By the time she died, she had become one of England’s best-known musical figures and a Commander of the British Empire. Better yet, she rated a lengthy obituary in The Times: “I cherish a picture of her, sitting bolt upright in the corner of a first-class [railway] carriage; she was armed with a great bundle of weeklies, which she examined… crumpled into balls, and hurled recklessly aside with snorts of disapproval, while the rest of the compartment submitted meekly to this astonishing bombardment.” The Times got it right: Dame Ethel Smyth was all fireworks and explosions throughout her life.
Born in London in 1858, Smyth was a headstrong and passionate girl. An argument as to whether she might attend the Leipzig Conservatory, that Mecca of musical conservatism and magnet for most British musicians of her generation, led her to declare a strike in the family home: she locked herself in her room and refused to attend meals, church, or social functions. Eventually her father gave in, and at 19, Ethel left for Leipzig. There, she met Brahms and Tchaikovsky, and fell in love with an older woman, a pattern she was to repeat throughout most of her life.
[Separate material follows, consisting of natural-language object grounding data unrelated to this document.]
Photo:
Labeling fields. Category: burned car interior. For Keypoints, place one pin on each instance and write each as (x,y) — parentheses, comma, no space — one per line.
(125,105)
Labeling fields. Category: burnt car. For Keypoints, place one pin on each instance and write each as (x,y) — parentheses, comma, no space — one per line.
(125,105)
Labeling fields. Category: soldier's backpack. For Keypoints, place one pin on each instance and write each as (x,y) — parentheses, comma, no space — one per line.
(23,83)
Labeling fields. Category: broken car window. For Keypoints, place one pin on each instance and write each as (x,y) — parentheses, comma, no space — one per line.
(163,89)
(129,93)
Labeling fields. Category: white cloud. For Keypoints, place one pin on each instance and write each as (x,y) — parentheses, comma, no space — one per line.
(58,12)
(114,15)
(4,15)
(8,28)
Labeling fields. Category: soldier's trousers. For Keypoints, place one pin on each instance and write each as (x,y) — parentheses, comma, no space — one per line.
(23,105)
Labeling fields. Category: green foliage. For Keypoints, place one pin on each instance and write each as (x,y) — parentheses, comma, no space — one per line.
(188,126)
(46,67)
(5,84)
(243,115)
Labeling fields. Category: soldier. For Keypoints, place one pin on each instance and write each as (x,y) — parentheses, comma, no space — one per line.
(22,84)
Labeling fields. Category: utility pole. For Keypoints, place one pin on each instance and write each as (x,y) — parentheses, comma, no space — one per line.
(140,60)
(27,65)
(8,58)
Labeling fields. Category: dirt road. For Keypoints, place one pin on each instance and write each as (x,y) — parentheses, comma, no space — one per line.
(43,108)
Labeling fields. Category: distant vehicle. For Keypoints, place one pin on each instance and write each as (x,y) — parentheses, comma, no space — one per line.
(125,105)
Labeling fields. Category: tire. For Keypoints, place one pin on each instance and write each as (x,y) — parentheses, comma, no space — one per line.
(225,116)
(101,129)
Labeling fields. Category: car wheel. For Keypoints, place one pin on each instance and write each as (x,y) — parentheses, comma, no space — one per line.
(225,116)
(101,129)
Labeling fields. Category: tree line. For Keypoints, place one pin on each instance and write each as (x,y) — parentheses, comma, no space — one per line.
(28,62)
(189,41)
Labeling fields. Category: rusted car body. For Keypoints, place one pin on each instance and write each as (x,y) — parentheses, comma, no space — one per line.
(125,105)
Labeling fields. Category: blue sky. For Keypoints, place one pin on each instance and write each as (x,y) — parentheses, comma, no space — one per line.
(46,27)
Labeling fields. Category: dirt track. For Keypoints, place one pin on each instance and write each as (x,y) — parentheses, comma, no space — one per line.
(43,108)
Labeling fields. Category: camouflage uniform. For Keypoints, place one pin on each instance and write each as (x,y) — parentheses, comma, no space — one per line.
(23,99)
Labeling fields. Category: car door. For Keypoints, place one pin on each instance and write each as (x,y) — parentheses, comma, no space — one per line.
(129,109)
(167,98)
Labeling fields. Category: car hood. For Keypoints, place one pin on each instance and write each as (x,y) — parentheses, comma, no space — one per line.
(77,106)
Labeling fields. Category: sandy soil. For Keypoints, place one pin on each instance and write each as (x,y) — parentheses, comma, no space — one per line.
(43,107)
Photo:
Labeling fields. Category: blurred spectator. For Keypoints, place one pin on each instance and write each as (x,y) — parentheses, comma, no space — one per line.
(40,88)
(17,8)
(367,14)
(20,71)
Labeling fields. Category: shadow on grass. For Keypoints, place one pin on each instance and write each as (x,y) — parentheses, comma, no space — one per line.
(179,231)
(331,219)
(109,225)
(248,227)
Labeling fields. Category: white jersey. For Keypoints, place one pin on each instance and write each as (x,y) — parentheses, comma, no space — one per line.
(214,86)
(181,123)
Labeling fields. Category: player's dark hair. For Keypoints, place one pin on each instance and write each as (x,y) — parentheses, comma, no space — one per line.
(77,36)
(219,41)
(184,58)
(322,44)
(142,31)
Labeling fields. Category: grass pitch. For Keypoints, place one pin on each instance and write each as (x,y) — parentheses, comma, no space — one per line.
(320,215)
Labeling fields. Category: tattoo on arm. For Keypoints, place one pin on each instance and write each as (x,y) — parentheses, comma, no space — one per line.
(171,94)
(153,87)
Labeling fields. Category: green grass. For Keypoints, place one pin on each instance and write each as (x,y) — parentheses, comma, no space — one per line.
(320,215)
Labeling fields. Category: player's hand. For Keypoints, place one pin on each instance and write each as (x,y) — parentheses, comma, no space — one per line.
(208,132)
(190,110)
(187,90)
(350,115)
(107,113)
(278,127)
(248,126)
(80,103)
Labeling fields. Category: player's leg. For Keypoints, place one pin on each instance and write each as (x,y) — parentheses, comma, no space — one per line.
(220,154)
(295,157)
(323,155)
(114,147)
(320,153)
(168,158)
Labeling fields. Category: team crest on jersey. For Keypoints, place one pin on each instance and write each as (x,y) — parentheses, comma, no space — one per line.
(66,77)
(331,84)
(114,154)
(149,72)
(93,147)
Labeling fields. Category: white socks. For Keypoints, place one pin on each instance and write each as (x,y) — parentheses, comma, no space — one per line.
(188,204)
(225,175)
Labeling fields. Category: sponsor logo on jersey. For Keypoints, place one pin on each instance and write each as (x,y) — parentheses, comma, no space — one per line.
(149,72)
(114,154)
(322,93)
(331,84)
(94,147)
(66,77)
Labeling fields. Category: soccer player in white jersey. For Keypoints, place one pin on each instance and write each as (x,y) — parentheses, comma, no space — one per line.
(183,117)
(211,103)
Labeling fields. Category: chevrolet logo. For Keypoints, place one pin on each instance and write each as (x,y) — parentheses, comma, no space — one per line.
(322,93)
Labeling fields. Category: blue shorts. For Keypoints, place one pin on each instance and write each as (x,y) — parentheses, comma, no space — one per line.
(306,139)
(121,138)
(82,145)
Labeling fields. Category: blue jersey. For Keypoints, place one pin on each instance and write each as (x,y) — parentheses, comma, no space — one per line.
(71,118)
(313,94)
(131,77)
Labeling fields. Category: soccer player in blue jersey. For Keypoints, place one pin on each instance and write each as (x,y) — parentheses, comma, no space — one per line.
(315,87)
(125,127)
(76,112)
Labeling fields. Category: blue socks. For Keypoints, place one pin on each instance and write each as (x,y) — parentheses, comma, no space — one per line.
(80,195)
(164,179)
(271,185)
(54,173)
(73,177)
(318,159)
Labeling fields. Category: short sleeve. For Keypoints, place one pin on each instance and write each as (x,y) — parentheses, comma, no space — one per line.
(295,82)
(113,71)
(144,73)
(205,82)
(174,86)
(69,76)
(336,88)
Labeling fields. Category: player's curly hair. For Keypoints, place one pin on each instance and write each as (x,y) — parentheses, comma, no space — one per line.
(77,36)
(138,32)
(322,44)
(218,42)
Her 1890 Serenade in D, 1891 Mass in D and 1906 opera The Wreckers established Smyth as the most important woman composer of her time. Although her music was conservative enough to please the notoriously unadventurous British public (“They say she writes music like an old dryasdust German musician”) Ethel had to court rich and influential patrons, including Queen Victoria herself, to get her works performed.
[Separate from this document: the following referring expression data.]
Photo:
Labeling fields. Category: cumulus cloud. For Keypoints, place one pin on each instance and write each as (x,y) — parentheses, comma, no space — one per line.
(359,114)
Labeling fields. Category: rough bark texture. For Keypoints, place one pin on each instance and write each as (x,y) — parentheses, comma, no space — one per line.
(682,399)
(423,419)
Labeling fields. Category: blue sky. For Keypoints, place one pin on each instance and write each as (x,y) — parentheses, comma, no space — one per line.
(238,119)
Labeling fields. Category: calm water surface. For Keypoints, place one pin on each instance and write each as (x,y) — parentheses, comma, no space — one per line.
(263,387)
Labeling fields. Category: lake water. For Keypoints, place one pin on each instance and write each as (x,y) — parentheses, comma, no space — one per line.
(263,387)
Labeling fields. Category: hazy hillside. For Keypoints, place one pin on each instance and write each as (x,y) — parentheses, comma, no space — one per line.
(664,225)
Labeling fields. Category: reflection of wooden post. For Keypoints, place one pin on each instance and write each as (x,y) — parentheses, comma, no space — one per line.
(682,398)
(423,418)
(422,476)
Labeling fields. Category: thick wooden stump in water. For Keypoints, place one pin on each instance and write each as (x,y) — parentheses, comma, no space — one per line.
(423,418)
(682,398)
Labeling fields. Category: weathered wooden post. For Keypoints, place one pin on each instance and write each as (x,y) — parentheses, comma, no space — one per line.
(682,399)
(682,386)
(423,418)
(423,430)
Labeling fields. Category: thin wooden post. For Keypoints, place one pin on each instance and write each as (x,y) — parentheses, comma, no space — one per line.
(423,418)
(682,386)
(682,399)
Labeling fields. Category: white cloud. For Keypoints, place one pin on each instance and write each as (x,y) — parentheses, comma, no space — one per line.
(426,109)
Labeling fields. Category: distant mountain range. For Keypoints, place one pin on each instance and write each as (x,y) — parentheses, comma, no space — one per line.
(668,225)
Smitten by its founder Emmeline Pankhurst, Smyth joined the woman’s suffrage movement, and for two years devoted herself exclusively to the cause. In 1911 Smyth composed its battle song, The March of the Women, giving rise to one of the oddest performances in English musical history. As she was serving a sentence for throwing a rock through the Colonial Secretary’s window, Smyth recounts: “[I] seized a chance of beating time to The March of the Women from the window of my cell in Holloway Prison with a tooth-brush” to a crowd of 100 protesting women.
When her hearing began to fail, she turned to literature, writing 10 books. Virginia Woolf admired the “long, rolling breakers [and] easy, large stride” of her prose. Smyth, in turn, greatly admired Virgina Woolf, exclaiming, “I feel bitter that I might have known you long ago if life had given me a chance.”
Typically, she developed a crush on her new friend: “An old woman of 71 has fallen in love with me. It is at once hideous and horrid and melancholy sad. It is like being caught by a giant crab… I daresay the fires of Sapphism are blazing, for the last time.” Friends, however, they remained until Woolf’s death.
Over the course of her life she fell madly, passionately and demandingly in love with a number of women, although her one sustained and sexual relationship was with a man, the Franco-American poet and metaphysician, Harry Brewster, rather to her bewilderment: “I wonder why it is so much easier for me, and I believe for a great many Englishwomen to love my own sex rather than yours?”
She may or may not have been a great composer or writer, but she certainly was a great character, as recalled by Victoria Sackville-West: “Blinkered egotism could scarcely have driven at greater gallop along so determined a road. But although often a nuisance, Ethel was never a bore.”